They took us to a small motel owned by Andy’s aunt–one that catered to Ethiopian travelers. There were maybe 5 or 7 rooms at the most, and it was very cheap. I think about $3 a night. The porch/corridor that the rooms opened off of overlooked the entire town down below. From that perch, we could see the Seven Olives, the top of the one church that was in the shape of a cross, and the entire road as it wound down to the grass landing field of the airport. The entire landscape was comprised of dry dirt. In spite of the “River Jordan” which had been carved into the landscape at the same time that the churches had been carved out of the living rock, there was not one drop of water in either the “river” or the town. We were in the middle of the dry season. Water had to be carried for 3 miles in large clay jars on the backs of the women. Needless to say, not a drop was wasted. After arranging for a room for us, Andy and Tessie left to resume their tour guide obligations. Dee and I settled into our room, wondering if we’d see them again, but we needn’t have worried.
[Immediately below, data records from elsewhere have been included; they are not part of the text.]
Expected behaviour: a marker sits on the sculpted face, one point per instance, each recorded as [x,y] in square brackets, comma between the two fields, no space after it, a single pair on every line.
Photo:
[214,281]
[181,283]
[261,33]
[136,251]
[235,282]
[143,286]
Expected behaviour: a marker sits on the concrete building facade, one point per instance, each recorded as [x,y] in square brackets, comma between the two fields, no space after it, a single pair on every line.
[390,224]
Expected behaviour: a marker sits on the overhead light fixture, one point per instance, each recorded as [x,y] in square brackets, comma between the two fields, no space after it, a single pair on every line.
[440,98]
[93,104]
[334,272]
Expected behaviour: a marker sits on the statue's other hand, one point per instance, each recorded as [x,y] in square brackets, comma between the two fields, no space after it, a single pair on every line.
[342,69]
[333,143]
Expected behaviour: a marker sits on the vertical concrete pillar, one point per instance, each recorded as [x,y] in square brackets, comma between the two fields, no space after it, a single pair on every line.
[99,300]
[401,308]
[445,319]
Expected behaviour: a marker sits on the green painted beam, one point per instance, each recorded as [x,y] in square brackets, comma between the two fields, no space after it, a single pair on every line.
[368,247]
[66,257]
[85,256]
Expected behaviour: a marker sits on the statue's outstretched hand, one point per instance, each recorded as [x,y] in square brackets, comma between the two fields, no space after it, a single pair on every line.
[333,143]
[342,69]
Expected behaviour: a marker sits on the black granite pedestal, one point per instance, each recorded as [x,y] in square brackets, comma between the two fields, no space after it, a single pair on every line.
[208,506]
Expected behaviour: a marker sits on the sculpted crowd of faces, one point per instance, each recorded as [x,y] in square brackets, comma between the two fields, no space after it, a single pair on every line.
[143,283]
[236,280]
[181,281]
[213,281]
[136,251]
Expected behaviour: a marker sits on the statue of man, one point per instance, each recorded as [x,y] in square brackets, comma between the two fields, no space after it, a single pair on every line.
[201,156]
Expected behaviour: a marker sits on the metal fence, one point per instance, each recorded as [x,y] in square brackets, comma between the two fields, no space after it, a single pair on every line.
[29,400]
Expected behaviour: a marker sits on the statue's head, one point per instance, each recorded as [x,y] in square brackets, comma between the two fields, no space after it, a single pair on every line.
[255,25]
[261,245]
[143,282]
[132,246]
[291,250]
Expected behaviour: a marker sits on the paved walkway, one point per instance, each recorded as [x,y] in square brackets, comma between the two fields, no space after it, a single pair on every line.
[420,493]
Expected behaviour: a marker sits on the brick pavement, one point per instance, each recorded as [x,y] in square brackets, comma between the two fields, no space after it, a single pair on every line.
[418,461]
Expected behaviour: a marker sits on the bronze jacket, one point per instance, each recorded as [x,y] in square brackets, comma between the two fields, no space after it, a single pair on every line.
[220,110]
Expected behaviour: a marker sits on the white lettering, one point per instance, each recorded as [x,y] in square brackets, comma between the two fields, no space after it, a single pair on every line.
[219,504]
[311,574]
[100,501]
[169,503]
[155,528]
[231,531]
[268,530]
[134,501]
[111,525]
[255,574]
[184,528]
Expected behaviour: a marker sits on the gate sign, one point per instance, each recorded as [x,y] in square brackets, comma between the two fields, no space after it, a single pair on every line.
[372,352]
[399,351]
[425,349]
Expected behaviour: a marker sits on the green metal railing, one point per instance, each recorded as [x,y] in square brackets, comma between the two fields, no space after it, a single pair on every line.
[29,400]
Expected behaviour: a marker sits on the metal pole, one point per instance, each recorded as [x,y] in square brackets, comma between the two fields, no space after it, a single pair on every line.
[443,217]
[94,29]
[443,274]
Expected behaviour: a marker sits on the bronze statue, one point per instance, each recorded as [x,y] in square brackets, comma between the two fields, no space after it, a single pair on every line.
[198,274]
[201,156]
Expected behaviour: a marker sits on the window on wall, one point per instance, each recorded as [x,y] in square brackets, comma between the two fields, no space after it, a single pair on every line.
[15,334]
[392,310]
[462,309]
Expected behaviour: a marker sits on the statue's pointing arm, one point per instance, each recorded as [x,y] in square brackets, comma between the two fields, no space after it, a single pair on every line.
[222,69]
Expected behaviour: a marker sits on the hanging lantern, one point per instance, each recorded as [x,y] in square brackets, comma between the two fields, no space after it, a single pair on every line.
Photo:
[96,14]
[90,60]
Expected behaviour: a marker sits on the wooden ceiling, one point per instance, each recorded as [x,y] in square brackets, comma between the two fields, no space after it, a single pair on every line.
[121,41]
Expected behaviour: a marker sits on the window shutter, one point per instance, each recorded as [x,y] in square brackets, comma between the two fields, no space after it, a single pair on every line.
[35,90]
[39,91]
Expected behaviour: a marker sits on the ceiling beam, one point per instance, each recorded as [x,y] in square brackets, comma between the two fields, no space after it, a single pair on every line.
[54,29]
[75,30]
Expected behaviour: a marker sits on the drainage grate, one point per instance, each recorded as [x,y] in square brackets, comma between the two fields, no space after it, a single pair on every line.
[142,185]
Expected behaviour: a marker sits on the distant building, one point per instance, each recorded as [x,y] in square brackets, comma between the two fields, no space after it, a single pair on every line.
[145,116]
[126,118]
A few hours later, they returned to eat dinner with us–a spaghetti dinner cooked by his aunt. They were obviously interested in us, but I think both Dee and I were wondering which one of us Andy would choose. After dinner, the mystery was solved when he asked me to go for a walk and Tessie asked Dee. As we walked, he explained that his name, Andu Alem, meant “First World,” and that his last name, Tamirat, meant “miracle.” He was his father’s first male child, and so had been named “First World’s Miracle.” As far as I could see, he suited the name perfectly. He was a gorgeous young man–tall, handsome, well-dressed with a formidable Afro. He showed me the mark in his leg where he had been shot by the police during a University demonstration. They had then closed the University and so he had not been able to complete his degree. Instead, after a long bout in the hospital, he was given this job with NTTA. In a few months, just before the rainy season, they would drive the Land Rovers out over the mountains, back to Addis Ababa, for during the rainy season, no planes could fly and the dirt roads would become impassable.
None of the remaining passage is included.